Action taken over articles that linked the pop star to tax evasion
Elton John is suing the Time of London for libel over stories he said falsely linked him to tax evasion.
In two articles about "the secrets of tax avoiders," the Times said that Patrick McKenna of Ingenious Media was John's former accountant, allegedly implying John had been advised by McKenna to avoid paying taxes.
McKenna is accused of advising wealthy British film investors to abuse movie tax breaks.
The original stories were published on June 21 and discussed the film finance partnerships arranged by Ingenious Media, where McKenna served as CEO.
"We have been asked to make clear that the film finance partnerships arranged by Ingenious Media, whose CEO is Patrick McKenna, do not offer schemes of this type and they have not been involved in moving money offshore to avoid tax," the correction said.
The Times already published a correction on June 22 saying McKenna had never been the star's accountant, but John's lawyer's say the clarification was "wholly inadequate."

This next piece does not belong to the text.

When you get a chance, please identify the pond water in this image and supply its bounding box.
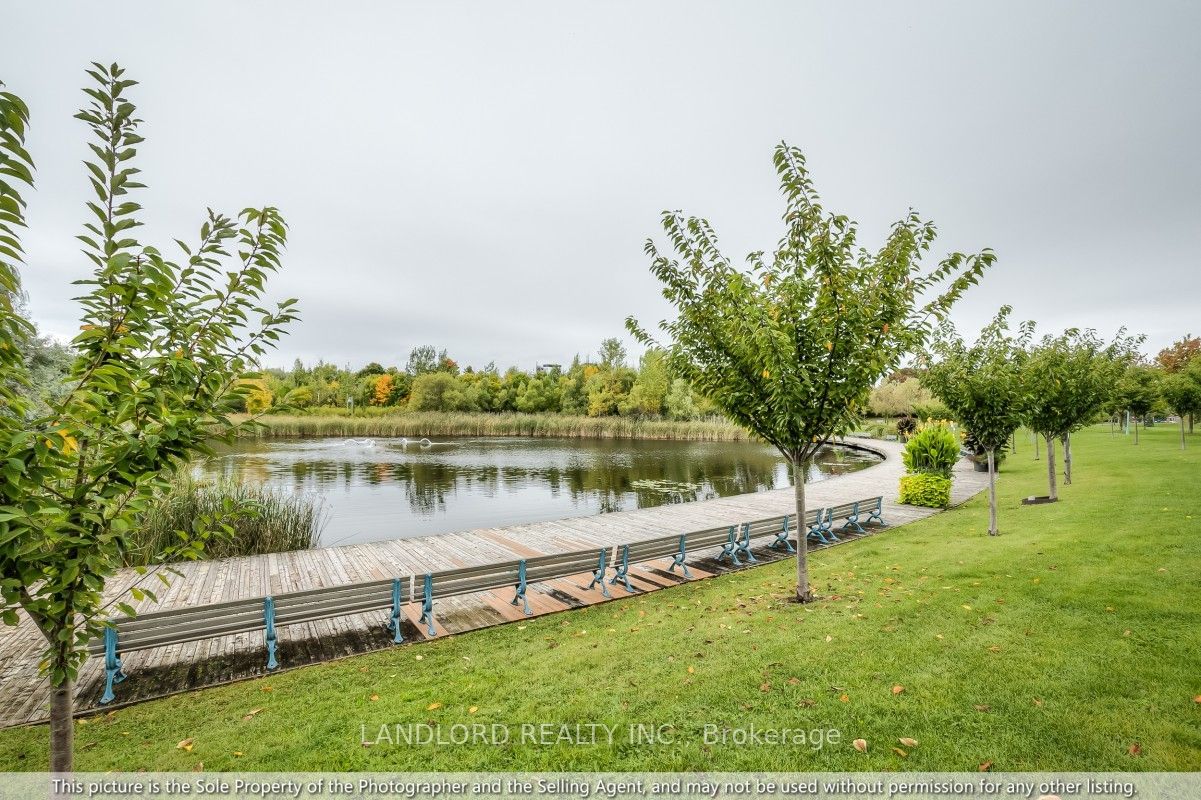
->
[196,437,877,547]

Suing in a London High Court, the attorneys said the four-line apology "deliberately ignored the defamatory impact" of prominently placed articles, which appeared on pages one and six of the broad sheet, according to the BBC.
"The allegations are particularly damaging to the claimant's reputation in the sphere of charity fundraising," William McCormick, the pop star's attorney, said in a statement.
The articles allegedly caused Sir Elton "severe damage to his reputation and personal distress and embarrassment."
The "Bennie and the Jets" singer is now seeking damages for "the sense of insult and injury."
The United Kingdom, notorious for what some call its "libel tourism," frequently rules in favor of plaintiffs and against publishers.